EMF Performance Tips

Last updated: July 6, 2005

Authors: Dave Steinberg, Elena Litani

Reduce memory footprint of EMF models using boolean flags

The generator provides an option to combine boolean flags into an int field in class implementations. This applies to the values of boolean attributes and the flags representing whether unsettable features are set. This can significantly reduce the memory consumed by instances of models with classes containing a number of such features. To enable this option, specify a field name in the "Boolean Flags Field" property, under "Model Feature Defaults", of a generator model.

The "Boolean Flags Reserved Bits" property can be used to indicate that the int field is actually inherited from a base object implementation, and to specify the number of bits reserved for use by the base. For example, Ecore uses eFlags, which is defined on EObjectImpl, for its boolean flags, with 8 bits reserved for the base. Note that, though it's unlikely that EObjectImpl will require more than 8 bits of this field, we do reserve the right to break compatibility by exceeding this number, if necessary. So, it is safer to use a separate int field for the boolean flags in your model, which can still yield substantial memory savings.

Improve performance of save and load operations

The following options (specified on org.eclipse.emf.ecore.xmi.XMLResource) can be used on load(InputStream, Map) and save(OutputStream, Map) to improve the performance of the save or load operation, by decreasing either the running time of the operation or the amount of memory it uses.

Load options

OPTION_DEFER_IDREF_RESOLUTION

Option value: Boolean.

This option can be enabled to defer resolving references within a resource until the whole document has been parsed. The default strategy is to try to resolve each reference as it is encountered and then, at the end, resolve any ones that failed. This wastes time looking up forward references that do not exist yet, which, if you're using intrinsic IDs, can involve iterating over every object in the resource.

OPTION_USE_PARSER_POOL

Option value: org.eclipse.emf.ecore.xmi.XMLParserPool.

We strongly encourage to set this option for EMF load operation. This option is used to provide a parser pool, from which SAXParser instances are created and reused. XMLParserPool defines a simple interface for obtaining and releasing parsers based on their features and properties. Specifying a parser pool, such as an instance of the default implementation, XMLParserPoolImpl, can improve performance dramatically when a resource performs repeated loads. A single parser pool can also be shared among multiple resources. Default implementation is also thread-safe.

OPTION_USE_XML_NAME_TO_FEATURE_MAP

Option value: java.util.Map.

This option can be used to share the cache of mappings between qualified XML names (namespace + local name) and corresponding Ecore features across invocations of load(), or even among resources. It can take some time to determine these associations, since they can be affected by ExtendedMetaData or an XMLMap, so they are cached during a load. If you use this option to specify the same map for several loads, that instance will be used as the cache, improving the performance for all but the first.
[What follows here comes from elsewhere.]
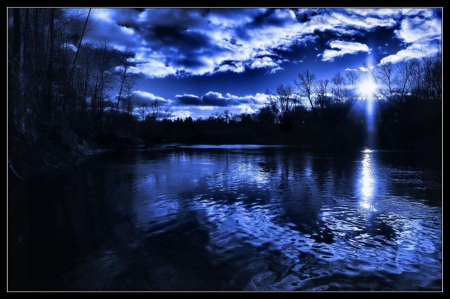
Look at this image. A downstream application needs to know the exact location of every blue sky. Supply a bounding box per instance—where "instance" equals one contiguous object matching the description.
[71,7,442,119]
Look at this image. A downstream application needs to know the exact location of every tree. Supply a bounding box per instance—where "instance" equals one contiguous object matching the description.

You can share a single map among multiple resources, unless they load different models with conflicting qualified names.

Save options

OPTION_FLUSH_THRESHOLD

Option value: Integer.

This option can be used to specify a maximum number of characters to allow in the output stream before flushing it. This reduces the memory used in serializing a large file, but it is slower than the default behavior.

OPTION_USE_CACHED_LOOKUP_TABLE

Option value: List.

This option provides a placeholder to cache information about structure of the model. (using qualified XML names as a key for caching information). When possible, the same placeholder list should be shared among resources, unless you intent to serialize instances of different models.

OPTION_CONFIGURATION_CACHE

Option value: Boolean.

This option can be enabled to cache and reuse generic data in repeated save operations, avoiding the cost of reinitializing the data. This option is save to use when serializing instances of the same model.

OPTION_FORMATTED

Option value: Boolean.

This option is used to disable formatting of documents, omitting whitespaces and line brakes, to improve the performance of saving and, subsequently, loading the resulting document. This means fewer bytes have to be written and read, but the serialization will be less human-readable.

OPTION_USE_FILE_BUFFER

Option value: Boolean.

This option can be enabled to accumulate output during serialization in a temporary file, rather than an in-memory buffer. This reduces the memory used in serializing a large file, but it is slower than the default behavior.